“What’s it for?”
“It’s to go round your waist. I don’t want to lose you”—smiling briefly—“if you should stumble into deep snow.”
“Deep snow? But it’s only been snowing an hour or so!” she objected.
“Evidently you don’t know what a blizzard can accomplish in the way of drifting during the course of an ‘hour or so.’ I do.”
Deftly he fastened the strap round her waist, and, taking the loose end, gave it a double turn about his wrist before gripping it firmly in his hand.
“Now, keep close behind me. Regard me”—laughing shortly—“as a snow-plough. And if I go down deep rather suddenly, throw your weight backward as much as you can.”

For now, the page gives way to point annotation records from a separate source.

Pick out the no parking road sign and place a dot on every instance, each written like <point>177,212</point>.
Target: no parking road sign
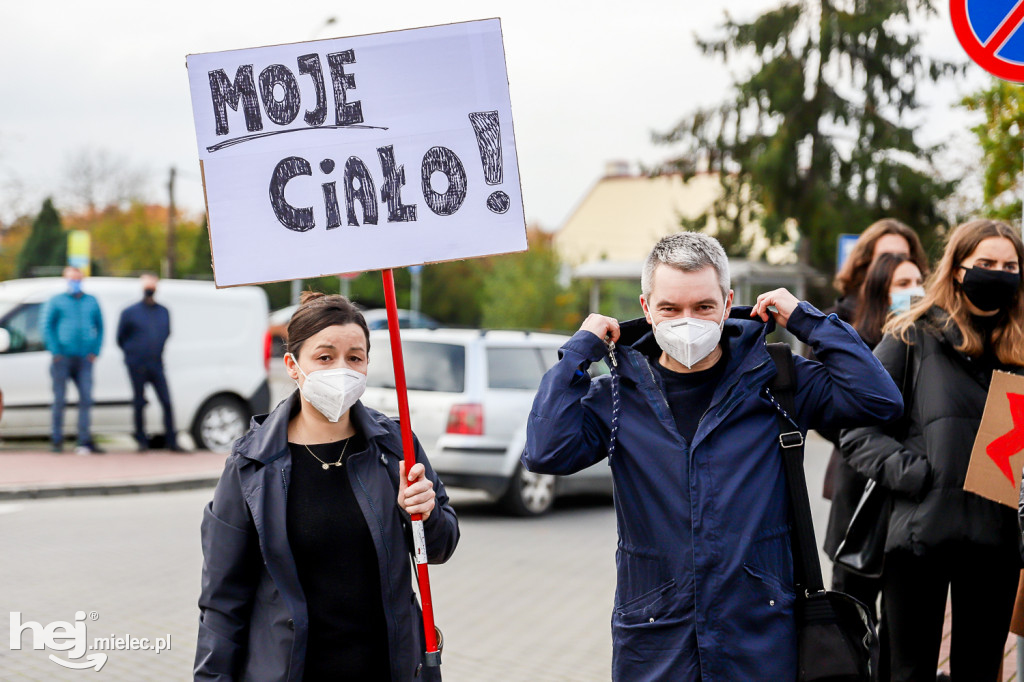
<point>991,33</point>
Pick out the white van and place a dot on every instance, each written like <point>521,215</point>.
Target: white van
<point>215,359</point>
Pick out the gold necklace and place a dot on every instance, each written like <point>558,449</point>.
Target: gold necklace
<point>327,465</point>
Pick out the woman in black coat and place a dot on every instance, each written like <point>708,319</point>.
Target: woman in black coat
<point>858,306</point>
<point>306,543</point>
<point>970,323</point>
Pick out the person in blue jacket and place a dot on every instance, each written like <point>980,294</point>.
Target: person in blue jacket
<point>73,332</point>
<point>142,332</point>
<point>705,566</point>
<point>306,544</point>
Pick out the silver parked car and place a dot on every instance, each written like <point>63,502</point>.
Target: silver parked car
<point>470,392</point>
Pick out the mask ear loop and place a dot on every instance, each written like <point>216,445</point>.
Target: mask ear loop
<point>296,361</point>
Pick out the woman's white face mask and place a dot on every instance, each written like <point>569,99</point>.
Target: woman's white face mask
<point>688,340</point>
<point>332,392</point>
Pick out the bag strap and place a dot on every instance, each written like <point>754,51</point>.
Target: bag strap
<point>781,391</point>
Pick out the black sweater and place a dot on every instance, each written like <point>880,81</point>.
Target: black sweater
<point>337,565</point>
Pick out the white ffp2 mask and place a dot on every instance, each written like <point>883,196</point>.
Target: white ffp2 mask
<point>688,340</point>
<point>332,392</point>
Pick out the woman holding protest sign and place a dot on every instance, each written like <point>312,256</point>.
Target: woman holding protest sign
<point>943,351</point>
<point>306,542</point>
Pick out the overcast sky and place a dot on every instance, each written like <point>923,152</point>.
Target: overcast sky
<point>589,81</point>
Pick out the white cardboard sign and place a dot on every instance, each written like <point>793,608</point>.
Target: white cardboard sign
<point>357,154</point>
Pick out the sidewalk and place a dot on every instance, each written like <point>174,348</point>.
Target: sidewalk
<point>34,473</point>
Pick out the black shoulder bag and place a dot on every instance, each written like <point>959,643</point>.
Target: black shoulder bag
<point>836,636</point>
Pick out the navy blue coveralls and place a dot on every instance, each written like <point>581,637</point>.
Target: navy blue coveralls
<point>705,567</point>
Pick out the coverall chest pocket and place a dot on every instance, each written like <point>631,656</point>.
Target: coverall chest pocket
<point>652,621</point>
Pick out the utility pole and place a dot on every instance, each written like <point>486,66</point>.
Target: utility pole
<point>169,262</point>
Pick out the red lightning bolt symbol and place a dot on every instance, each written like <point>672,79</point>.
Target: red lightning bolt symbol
<point>1012,441</point>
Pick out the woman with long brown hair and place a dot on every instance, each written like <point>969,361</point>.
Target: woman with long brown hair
<point>943,350</point>
<point>843,485</point>
<point>892,283</point>
<point>886,236</point>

He moved forward, advancing cautiously. He was badly handicapped by the lack of even a stick with which to gauge the depth of drifting snow in front of him, and he tested each step before trusting his full weight to the delusive, innocent-looking surface.
Jean went forward steadily beside him, a little to the rear. The snow was everywhere considerably more than ankle-deep, and at each step she could feel that the slope of the ground increased and with it the depth of the drift through which they toiled.
The cold was intense. The icy fingers of the snow about her feet seemed to creep upward and upward till her whole body felt numbed and dead, and as she stumbled along in the Englishman’s wake, buffeted and beaten by the storm, her feet ached as if leaden weights were attached to them.
But she struggled on pluckily. The man in front of her was taking the brunt of the hardship, cutting a path for her, as it were, with his own body as he forged ahead, and she was determined not to add to his work by putting any weight on the strap which bound them together.